Sure I could, but it's a copyright violation. So I guess the answer is......you're on your own here.


----------



## lsdirrm

hmm, 

It's only a pic and I made it as my wallpaper at my home computer. I don't use it in commerciality. Why bother to ask me post the pic? If you actually don't know how to do, please just say you don't know instead of crap. :down:


----------



## LONGHAIR

Here dude............I don't _have_ to do anything, but I don't lie either!

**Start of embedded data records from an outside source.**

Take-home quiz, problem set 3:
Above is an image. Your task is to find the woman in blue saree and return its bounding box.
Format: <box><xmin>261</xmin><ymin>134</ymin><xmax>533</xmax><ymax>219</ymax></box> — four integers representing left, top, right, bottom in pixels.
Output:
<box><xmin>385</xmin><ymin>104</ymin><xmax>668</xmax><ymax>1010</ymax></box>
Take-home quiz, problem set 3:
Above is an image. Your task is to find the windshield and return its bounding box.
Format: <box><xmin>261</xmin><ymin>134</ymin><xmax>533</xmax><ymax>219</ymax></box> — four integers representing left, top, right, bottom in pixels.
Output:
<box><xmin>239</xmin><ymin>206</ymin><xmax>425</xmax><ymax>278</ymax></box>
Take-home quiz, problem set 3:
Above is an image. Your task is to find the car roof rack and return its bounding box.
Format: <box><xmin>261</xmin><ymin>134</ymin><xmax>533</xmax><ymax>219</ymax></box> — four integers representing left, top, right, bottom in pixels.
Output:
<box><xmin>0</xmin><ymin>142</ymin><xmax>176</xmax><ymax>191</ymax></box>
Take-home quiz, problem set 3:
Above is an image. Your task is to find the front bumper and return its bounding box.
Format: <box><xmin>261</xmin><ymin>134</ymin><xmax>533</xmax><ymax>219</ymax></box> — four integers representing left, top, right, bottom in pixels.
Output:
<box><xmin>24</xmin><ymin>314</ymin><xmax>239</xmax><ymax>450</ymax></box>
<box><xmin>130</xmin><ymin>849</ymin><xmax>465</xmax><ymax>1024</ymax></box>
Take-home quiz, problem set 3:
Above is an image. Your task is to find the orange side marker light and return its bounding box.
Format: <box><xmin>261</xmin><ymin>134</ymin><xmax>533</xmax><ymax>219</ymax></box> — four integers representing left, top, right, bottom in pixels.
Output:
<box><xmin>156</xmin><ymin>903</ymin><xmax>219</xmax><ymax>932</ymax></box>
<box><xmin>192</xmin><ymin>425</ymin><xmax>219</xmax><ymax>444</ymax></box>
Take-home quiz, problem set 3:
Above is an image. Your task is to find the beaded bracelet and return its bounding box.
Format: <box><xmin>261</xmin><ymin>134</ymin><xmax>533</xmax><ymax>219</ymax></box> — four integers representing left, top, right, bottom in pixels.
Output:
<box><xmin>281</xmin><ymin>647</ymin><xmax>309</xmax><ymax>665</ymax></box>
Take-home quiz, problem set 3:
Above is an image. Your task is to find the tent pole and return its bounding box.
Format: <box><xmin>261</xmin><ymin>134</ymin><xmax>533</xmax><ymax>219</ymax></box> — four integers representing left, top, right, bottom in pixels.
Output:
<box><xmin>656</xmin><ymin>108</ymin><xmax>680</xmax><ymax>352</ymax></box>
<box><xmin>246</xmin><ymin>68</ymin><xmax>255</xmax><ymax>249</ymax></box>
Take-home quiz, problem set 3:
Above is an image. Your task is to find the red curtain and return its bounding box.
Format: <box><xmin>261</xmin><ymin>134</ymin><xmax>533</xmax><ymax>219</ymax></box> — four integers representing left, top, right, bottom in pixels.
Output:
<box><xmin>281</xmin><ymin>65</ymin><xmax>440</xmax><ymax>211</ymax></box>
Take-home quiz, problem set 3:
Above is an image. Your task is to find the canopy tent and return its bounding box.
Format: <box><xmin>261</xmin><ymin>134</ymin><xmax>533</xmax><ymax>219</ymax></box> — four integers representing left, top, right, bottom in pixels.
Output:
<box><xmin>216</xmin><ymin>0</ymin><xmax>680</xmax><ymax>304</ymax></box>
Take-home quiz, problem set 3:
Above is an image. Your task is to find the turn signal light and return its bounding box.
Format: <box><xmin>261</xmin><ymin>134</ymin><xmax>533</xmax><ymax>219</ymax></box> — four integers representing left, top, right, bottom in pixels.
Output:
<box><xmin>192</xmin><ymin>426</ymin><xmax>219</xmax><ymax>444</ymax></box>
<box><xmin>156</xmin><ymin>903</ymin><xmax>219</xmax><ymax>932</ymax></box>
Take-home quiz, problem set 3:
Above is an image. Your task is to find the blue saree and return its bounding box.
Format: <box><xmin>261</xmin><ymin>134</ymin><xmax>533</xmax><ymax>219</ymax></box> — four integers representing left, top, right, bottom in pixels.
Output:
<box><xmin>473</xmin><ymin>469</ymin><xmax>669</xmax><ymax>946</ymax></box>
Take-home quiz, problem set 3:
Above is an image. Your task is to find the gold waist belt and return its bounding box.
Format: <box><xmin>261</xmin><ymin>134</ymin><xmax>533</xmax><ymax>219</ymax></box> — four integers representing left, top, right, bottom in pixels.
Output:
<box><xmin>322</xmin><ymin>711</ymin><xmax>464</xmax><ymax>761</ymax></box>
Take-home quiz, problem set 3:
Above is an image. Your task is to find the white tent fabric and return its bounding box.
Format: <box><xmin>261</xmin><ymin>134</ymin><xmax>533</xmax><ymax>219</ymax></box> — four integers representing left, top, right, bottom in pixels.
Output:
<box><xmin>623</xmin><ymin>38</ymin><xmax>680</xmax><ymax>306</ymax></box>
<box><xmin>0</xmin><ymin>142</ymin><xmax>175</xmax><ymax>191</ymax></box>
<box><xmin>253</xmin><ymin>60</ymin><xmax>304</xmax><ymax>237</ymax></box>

The vagueness of your original post gave no indication as-to the nature of the lettering. It could be from anything. I (and many others around here) could rearange the letters on a stop sign in a photo that you took. Your attitude about this sucks.


----------



## Alexps

Use the cloning tool, it effectivelly "paints" over the letters copying the adjacent area over the text. I have done it with a picture of an ocelot on the cover of a Smithonian magazine. You may need to experiment with the size anfeathering of the brush. Also if the surounding background is not uniform you will need to use brush strokes paralles to the pattern if any.
Have fun


----------



## etoh25

Give the guy a break, you asked him to post the pic and then gave him a hard time. Whatever


etoh


----------



## sprocket

i use PS7and i find both the 'clone' and 'healing' tool a great combination for touching up images for my work... and that's the way i would proceed for your case....time consuming and requires experimentation if you are new to it.....
not sure of any other way though... sorry.


----------



## vanner

Well, I aint getting into any arguments/discussions over 
'Copyright' or 'Sucking' ..... I have my own views on 
those particular topics.

If you want to have a crack at a bit of 'Image' manipulation, have a look at:

http://www.tut.pspug.org/tutphoto/haywagon_v7.htm

Might help


----------



## LONGHAIR

It's all in how you go about asking.

I did ask him to post the pic and Buck added the part about "if appropriate". That did not directly mean that _anyone_ would be required to do anything with it. Buck pointed out the "watermark/copyright" issue and the guy posted it anyway? Then comes the insult of


> If you actually don't know how to do, please just say you don't know instead of crap.


Are you kidding me? This is a volunteer forum, even if it wasn't a copyright issue, I wouldn't do it now.

Where etoh25 gets his/her 2cents from I don't know............The asking to post the pic was to evaluate it............that I did and even if it wasn't a problem, it wasn't the "right" pic anyway.Then be insulted? Whatever to you too!!! You didn't even offer any help? Just commented to bust my chops?

Just fore the record I see very little difference in "teaching someone to violate the law and doing it for them"


----------



## Rhettman5.1

I think what has been overlooked here is that there IS NO magic tool to remove text, cigarettes from someones hand, a ex-wife...or husband....whatever  it takes time, no matter what you use, it simply takes time and patience, the best way is to just experiment with clone tools, brush effects and remove blemish tools, or whatever other options you have,

I use a old photo suite II program, and I like it a lot for what I do, I have photo impact and paint shop pro, but I find them a bit overdone , I am sure if I took the time I would like them also, just take the time to learn your image programs and you'll be surprised how easy it gets ...Rhett


----------



## vanner

> Then be insulted? Whatever to you too!!! You didn't even offer any help? Just commented to bust my chops?
> 
> Just fore the record I see very little difference in "teaching someone to violate the law and doing it for them"


Not sure if this comment was directed at me but if i've upset you in some way then it was un-intentional.

I thought I had offered to help !!. Although I agree Isdirrm's request could have been a bit more user friendly.

This forum seems to have very strict 'copyright' rules and whilst here I will stick by them. Personally I see no 
problem in sorting out a picture someone wants to use as his/her wallpaper. If they then tried to make 
money from that pic, that is when I see the problem !!

And yes, I did enjoy looking at everyone's 'Wallpaper' in the'Show us your desktop' thread !!


----------



## Guest

Howdy vanner

don't believe anything was directed at you... however...


> Personally I see no
> problem in sorting out a picture someone wants to use as his/her wallpaper


let them "sort it"...point them towards how they might do it themselves but I would not do it for them

just my quick thoughts

buck


----------



## Alexps

I'm sorry, I don't see how telling ssomeone how to use readily available tools has anything to do with violating copyright laws. To use them to infringe on copyright law is the individuals responsibility. Doing it for him would be an infringement.


----------